Saturday, October 21, 2023
- I waited for light despite wanting to finish early today. An early finish would make it easier to find a hotel room with a shower and laundry facilities. Not finishing today would mean trying to clean off in the Maumelle Reservoir before spending a day on airplanes. The advantage of light is that I didn’t spend time lost where the trail was faint in the river valley. Fortunately, this was one of the more heavily blazed sections.
- For a mile or so, I walked within sight of the Maumelle river. Birds were signing. Some ducks were flying along with their feet in the water, not quite taking off. It was idyllic except that there was a lot of road noise from a highway just out of sight on the far bank. At this point I wished for a canoe that I could put in and paddle down to the reservoir which ends a few miles short of the trail’s eastern terminus.
- Had trouble crossing a power line cut. The trail seemed to disappear when entering the cut, but actually went right for ~10ft then entered the dense brush. There wasn’t an obvious exit or blaze on the far side. I followed a game trail across and got scratched up, then searched for a blaze, finding one in a few minutes. I walked the trail back under the power lines to see what I’d missed, it was very easy to follow – I’d just need to take a few steps to the right.
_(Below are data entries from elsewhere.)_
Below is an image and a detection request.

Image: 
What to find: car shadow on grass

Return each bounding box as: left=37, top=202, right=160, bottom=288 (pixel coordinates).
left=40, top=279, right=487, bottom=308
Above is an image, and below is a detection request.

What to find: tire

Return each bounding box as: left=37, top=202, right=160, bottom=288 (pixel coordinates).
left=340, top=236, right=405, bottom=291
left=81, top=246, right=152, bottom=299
It’s incredible how such small misses can have such large impacts.
- Met an older couple who lived in the area. They told me an aggressive dog had been reported near Lunchford’s corner. I wasn’t sure where that was, but I was glad to hear that the sign saying Pinnacle Mt State Park was 12 miles away was actually about 10 miles. They’d measured it.
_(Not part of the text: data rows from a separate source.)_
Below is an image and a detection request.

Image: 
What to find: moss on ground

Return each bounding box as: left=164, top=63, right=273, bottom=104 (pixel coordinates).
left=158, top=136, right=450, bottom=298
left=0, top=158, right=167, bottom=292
- Crossed the dam which creates Maumelle Reservior. No shoulder but fortunately light traffic.
- The western part of the trail over the north side of Maumelle Reservoir crosses many (dry) streams and would be very difficult to follow if it weren’t heavily blazed. The trail feels like it wanders enough as to be a little disorienting. There’ a slight slope towards the lake and sometimes you can see lake water sparkling in the distance through the trees. It felt a little chaotic and I wonder how the route was initially chosen. Why not just walk the shore of the reservoir and enjoy the view?
- The eastern section of trail which passes over north of Maumelle Reservoir rolls, has few views and the blazes are fresh. I was getting very attached to counting down the miles at this point.
- The end of the trail is actually a little complicated. There’s a road walk. You enter Pinnacle Mountain State Park through a corner of woods at a traffic intersection then walk past the base of Pinnacle Mountain before exiting through an archway which I thought was the terminus of the trail before seeing another blue blaze across the parking lot. The trail continues to the other side of the park on what feels like a decommissioned railroad bed. After the steepest climb of the entire trail, you come out at the lower parking lot of the visitor center where there’s a large mural titled Ouchita Trail. Nothing actually states that this is the eastern terminus, so I wandered up to the visitor center proper just to be sure I’d finished.